In the joint described, the nylon tube is pushed firmly into the junction where it is gripped by an ‘O’-ring and a folding spring. The folding spring has backward pointing barbs which grip the tube, preventing its removal. When removal of the tube is required (for maintenance purposes), the barbs of the spring can be retracted by applying pressure to the pushing ring situated on the inlet of the junction. This pushes a bush (leading bush) against the barbs, forcing them away from the nylon tube. Each gas service may have its own unique diameter of tubing and junctions so as to prevent cross-connection.
Valve glands
Where a valve spindle passes from an area of high pressure to one of low pressure, provision must be made to prevent the leak of gasses along the line of the spindle. This is achieved by means of a gland. In Figure 4.13, the nut ‘N’ must be screwed down sufficiently tightly to ensure that the packing is applied so closely to the spindle that no gas can escape by this route. There is provision for the nut to be tightened down further to prevent leaks as the packing wears.

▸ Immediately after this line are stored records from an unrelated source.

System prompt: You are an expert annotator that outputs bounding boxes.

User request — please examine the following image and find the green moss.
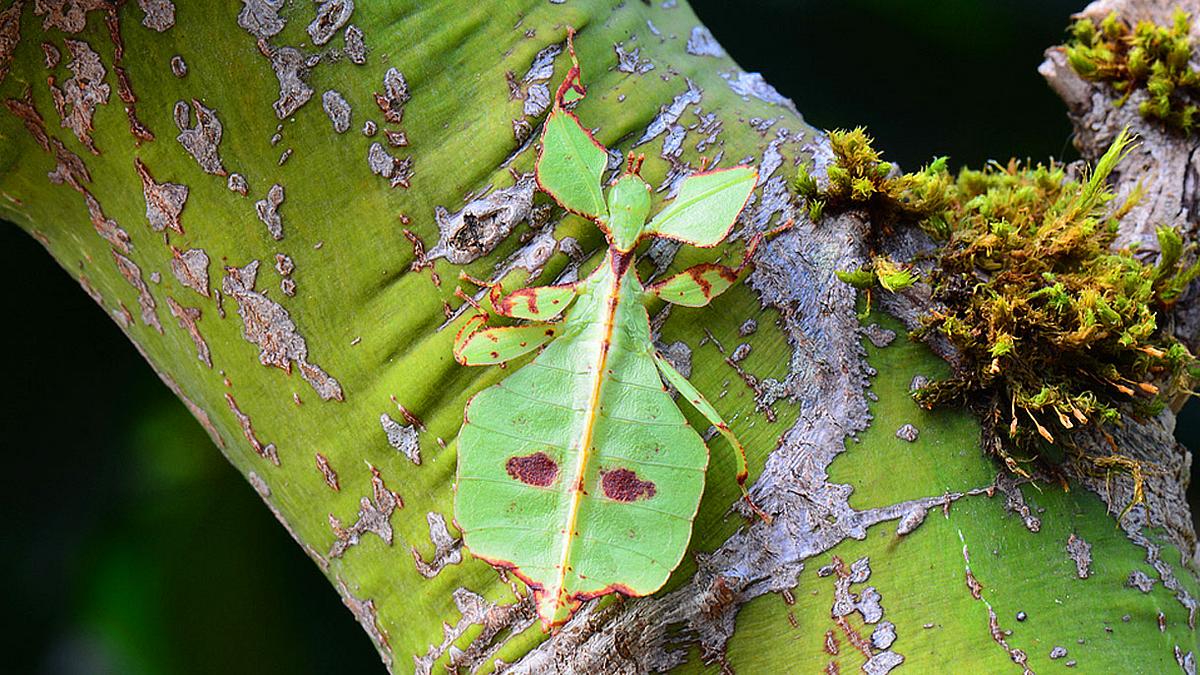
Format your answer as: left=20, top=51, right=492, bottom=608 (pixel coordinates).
left=918, top=127, right=1200, bottom=447
left=793, top=127, right=954, bottom=230
left=1067, top=10, right=1200, bottom=133
left=796, top=129, right=1200, bottom=504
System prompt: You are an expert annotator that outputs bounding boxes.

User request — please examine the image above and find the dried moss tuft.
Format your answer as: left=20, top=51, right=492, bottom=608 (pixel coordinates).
left=917, top=127, right=1200, bottom=447
left=797, top=129, right=1200, bottom=502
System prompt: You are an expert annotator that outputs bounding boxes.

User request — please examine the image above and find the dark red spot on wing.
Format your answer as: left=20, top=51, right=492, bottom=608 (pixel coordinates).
left=504, top=453, right=558, bottom=488
left=600, top=468, right=656, bottom=502
left=688, top=267, right=713, bottom=298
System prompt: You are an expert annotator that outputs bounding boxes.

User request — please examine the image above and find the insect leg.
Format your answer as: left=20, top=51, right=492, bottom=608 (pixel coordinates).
left=654, top=352, right=770, bottom=522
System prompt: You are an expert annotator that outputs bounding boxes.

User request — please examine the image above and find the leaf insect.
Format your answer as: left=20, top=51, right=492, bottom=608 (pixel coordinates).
left=454, top=34, right=767, bottom=631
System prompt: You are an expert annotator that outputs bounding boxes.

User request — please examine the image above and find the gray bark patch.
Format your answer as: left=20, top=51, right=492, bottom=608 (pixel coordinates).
left=320, top=89, right=350, bottom=133
left=174, top=98, right=226, bottom=175
left=379, top=413, right=421, bottom=465
left=367, top=143, right=413, bottom=190
left=634, top=79, right=703, bottom=148
left=612, top=42, right=654, bottom=74
left=112, top=250, right=162, bottom=333
left=863, top=323, right=896, bottom=350
left=41, top=41, right=62, bottom=68
left=221, top=261, right=344, bottom=401
left=32, top=0, right=110, bottom=32
left=50, top=40, right=112, bottom=155
left=254, top=184, right=283, bottom=241
left=313, top=453, right=342, bottom=492
left=1126, top=569, right=1158, bottom=593
left=688, top=25, right=725, bottom=58
left=260, top=43, right=319, bottom=120
left=721, top=71, right=797, bottom=113
left=412, top=512, right=462, bottom=579
left=133, top=157, right=187, bottom=234
left=337, top=577, right=392, bottom=673
left=138, top=0, right=175, bottom=32
left=308, top=0, right=354, bottom=44
left=346, top=25, right=367, bottom=66
left=238, top=0, right=284, bottom=40
left=413, top=589, right=538, bottom=675
left=167, top=295, right=212, bottom=368
left=170, top=246, right=211, bottom=298
left=376, top=68, right=410, bottom=124
left=1067, top=533, right=1092, bottom=579
left=226, top=393, right=280, bottom=466
left=329, top=465, right=404, bottom=557
left=896, top=424, right=920, bottom=443
left=226, top=173, right=250, bottom=197
left=426, top=173, right=538, bottom=265
left=0, top=0, right=24, bottom=83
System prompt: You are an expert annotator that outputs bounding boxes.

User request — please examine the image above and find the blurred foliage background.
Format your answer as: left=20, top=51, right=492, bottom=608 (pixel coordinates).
left=0, top=0, right=1200, bottom=675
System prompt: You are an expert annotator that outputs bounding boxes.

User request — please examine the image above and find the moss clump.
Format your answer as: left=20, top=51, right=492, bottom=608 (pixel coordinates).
left=1067, top=10, right=1200, bottom=133
left=794, top=127, right=954, bottom=229
left=797, top=130, right=1200, bottom=503
left=917, top=127, right=1200, bottom=447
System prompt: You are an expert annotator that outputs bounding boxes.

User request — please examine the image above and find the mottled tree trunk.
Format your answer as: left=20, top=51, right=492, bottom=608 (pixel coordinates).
left=0, top=0, right=1200, bottom=673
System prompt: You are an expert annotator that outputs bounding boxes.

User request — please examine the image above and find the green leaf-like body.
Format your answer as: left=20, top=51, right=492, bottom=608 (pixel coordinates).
left=455, top=253, right=708, bottom=626
left=647, top=167, right=758, bottom=247
left=538, top=107, right=608, bottom=219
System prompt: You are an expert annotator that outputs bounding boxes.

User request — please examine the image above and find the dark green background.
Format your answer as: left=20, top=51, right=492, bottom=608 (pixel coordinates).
left=0, top=0, right=1200, bottom=675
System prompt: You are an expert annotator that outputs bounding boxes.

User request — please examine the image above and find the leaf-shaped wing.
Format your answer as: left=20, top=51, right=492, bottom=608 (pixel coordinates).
left=455, top=257, right=708, bottom=627
left=538, top=106, right=608, bottom=220
left=646, top=167, right=758, bottom=247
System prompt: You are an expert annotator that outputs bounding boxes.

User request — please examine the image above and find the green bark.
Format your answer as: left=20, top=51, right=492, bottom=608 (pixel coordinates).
left=0, top=0, right=1200, bottom=673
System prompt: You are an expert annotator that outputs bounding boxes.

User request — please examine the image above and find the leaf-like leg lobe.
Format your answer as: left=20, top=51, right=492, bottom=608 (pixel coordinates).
left=454, top=315, right=559, bottom=365
left=654, top=352, right=770, bottom=522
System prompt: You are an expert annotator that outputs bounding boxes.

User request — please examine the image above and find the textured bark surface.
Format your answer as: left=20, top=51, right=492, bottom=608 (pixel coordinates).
left=0, top=0, right=1198, bottom=673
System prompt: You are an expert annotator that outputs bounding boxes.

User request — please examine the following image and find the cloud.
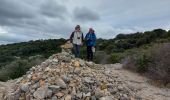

Figure 4.13 A valve gland. The packing (P) is compressed by screwing down the nut (N) until it is applied sufficiently tightly around the spindle (S) to prevent the gas from leaking.
The principle can be used for a high-pressure gland, such as that of an oxygen cylinder (see Chapter 1), or in a low-pressure gland such as that in a flowmeter (Fig. 4.14). In the case of high-pressure valves, a special type of leather or long-fibre asbestos was at one time used for the packing, but modern glands are filled with specially shaped nylon. Those in low-pressure flow control valves may be filled with rubber, nylon, neoprene or cotton.